Transforming Spark Datasets

There are few times where I’ve chosen to use Spark as an ETL tool for it’s ease of use when it comes to reading/writing parquet, csv or xml files.

Reading any of these file formats is as simple as one line of spark code (after you ensure that you have the required dependencies of course)

Intent

Most of the reference material available online for transforming Datasets points to calling createOrReplaceTempView() and registering the Dataset/Dataframe as a table, then performing SQL operations on it.

While this may be fine for most use cases, there are times when it feels more natural to use Spark’s Scala transformation functions instead, especially if you already have some pre existing transformation logic written in Scala or ReactiveX or even Java 8.

If this sounds like something you’d like to do, then please read on.

Getting Started

Let’s assume we want to make the following transformation using Datasets.

Input Dataset
+--------+----------+----------+
|flightNo| departure|   arrival|
+--------+----------+----------+
| GOI-134|1569315038|1569319183|
|  AI-123|1569290498|1569298178|
|  TK-006|1567318178|1567351838|
+--------+----------+----------+

Output Dataset
+-------+--------+
| flight|duration|
+-------+--------+
|GOI-134|   1 hrs|
| AI-123|   2 hrs|
| TK-006|   9 hrs|
+-------+--------+

Domain objects and the transformation function

We’ll assume we have the following domain objects and transformation function that converts a FlightSchedule object into a FlightInfo object.

case class FlightSchedule(flightNo: String, departure: Long, arrival: Long)

case class FlightInfo(flight: String, duration: String)
def existingTransformationFunction(flightSchedule: FlightSchedule): FlightInfo = {
  val duration = (flightSchedule.arrival - flightSchedule.departure) / 60 / 60
  FlightInfo(flightSchedule.flightNo, s"$duration hrs")
}

Creating the spark session and reading the input Dataset

Creating the input Dataset is kept simple for brevity.

val spark = SparkSession.builder().master("local[*]").appName("transform").getOrCreate()

import spark.implicits._

val schedules: Dataset[FlightSchedule] = Seq(
    FlightSchedule("GOI-134", 1569315038, 1569319183),
    FlightSchedule("AI-123", 1569290498, 1569298178),
    FlightSchedule("TK-006", 1567318178, 1567351838)
).toDS()

Defining the Encoder and the Spark transformation

This is where things start to get interesting.
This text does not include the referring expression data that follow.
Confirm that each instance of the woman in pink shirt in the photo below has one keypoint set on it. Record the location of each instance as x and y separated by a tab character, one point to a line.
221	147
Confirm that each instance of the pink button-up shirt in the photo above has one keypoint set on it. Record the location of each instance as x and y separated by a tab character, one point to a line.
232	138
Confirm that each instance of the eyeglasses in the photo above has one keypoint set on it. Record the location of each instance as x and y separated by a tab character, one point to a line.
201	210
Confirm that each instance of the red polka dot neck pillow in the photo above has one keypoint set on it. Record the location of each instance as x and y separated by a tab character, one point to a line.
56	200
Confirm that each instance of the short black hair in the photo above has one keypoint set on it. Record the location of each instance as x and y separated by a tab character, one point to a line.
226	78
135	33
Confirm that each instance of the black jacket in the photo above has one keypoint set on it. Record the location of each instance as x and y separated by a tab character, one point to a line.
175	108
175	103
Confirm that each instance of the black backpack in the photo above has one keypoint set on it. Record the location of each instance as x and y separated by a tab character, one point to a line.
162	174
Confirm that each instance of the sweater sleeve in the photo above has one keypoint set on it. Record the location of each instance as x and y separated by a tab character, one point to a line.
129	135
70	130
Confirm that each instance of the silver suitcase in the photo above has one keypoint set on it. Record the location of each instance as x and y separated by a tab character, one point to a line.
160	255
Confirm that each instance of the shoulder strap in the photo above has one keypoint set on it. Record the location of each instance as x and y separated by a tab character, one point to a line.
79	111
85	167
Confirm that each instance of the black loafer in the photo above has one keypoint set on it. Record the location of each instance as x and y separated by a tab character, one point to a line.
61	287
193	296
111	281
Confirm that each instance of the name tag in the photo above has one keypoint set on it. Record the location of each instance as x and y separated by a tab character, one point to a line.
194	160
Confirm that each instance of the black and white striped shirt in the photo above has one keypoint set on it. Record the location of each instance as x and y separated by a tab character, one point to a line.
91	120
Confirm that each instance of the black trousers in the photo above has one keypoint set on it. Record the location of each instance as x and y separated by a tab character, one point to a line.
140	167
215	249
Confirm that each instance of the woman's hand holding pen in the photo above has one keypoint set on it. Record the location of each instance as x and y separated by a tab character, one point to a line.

In order to transform a Dataset[FlightSchedule] to a Dataset[FlightInfo], Spark needs to know how to “Encode” your case class. Omitting this step will give you the following dreadful compile time error.

Error:(34, 18) Unable to find encoder for type stored in a Dataset.  Primitive types (Int, String, etc) and Product types (case classes) are supported by importing spark.implicits._  Support for serializing other types will be added in future releases.
    schedules.map(s => existingTransformationFunction(s))
    

Encoders[T] are used to convert any JVM object or primitive of type T to and from Spark SQL’s InternalRow representation. Since the Dataset.map() method requires an encoder to be passed as an implicit parameter, we’ll define an implicit variable.

def makeFlightInfo(schedules: Dataset[FlightSchedule]): Dataset[FlightInfo] = {
  implicit val encoder: ExpressionEncoder[FlightInfo] = ExpressionEncoder[FlightInfo]
  schedules.map(s => existingTransformationFunction(s))
}

Transforming the Dataset

The only thing left to do now is call the transform method on the input Dataset. I will include the entire code here along with calls to show() so that we can see our results.

object DatasetTransform {
  def main(args: Array[String]): Unit = {

    val spark = SparkSession.builder().master("local[*]").appName("transform").getOrCreate()

    import spark.implicits._

    val schedules: Dataset[FlightSchedule] = Seq(
      FlightSchedule("GOI-134", 1569315038, 1569319183),
      FlightSchedule("AI-123", 1569290498, 1569298178),
      FlightSchedule("TK-006", 1567318178, 1567351838)
    ).toDS()

    // Print the input Dataset
    schedules.show()

    // Transform Dataset
    val flightInfo: Dataset[FlightInfo] = schedules.transform(makeFlightInfo)

    // Print the output Dataset
    flightInfo.show()
  }


  def makeFlightInfo(schedules: Dataset[FlightSchedule]): Dataset[FlightInfo] = {
    implicit val enc: ExpressionEncoder[FlightInfo] = ExpressionEncoder[FlightInfo]
    schedules.map(s => existingTransformationFunction(s))
  }

  def existingTransformationFunction(flightSchedule: FlightSchedule): FlightInfo = {
    val duration = (flightSchedule.arrival - flightSchedule.departure) / 60 / 60
    FlightInfo(flightSchedule.flightNo, s"$duration hrs")
  }

}

References

  1. Spark SQL Encoders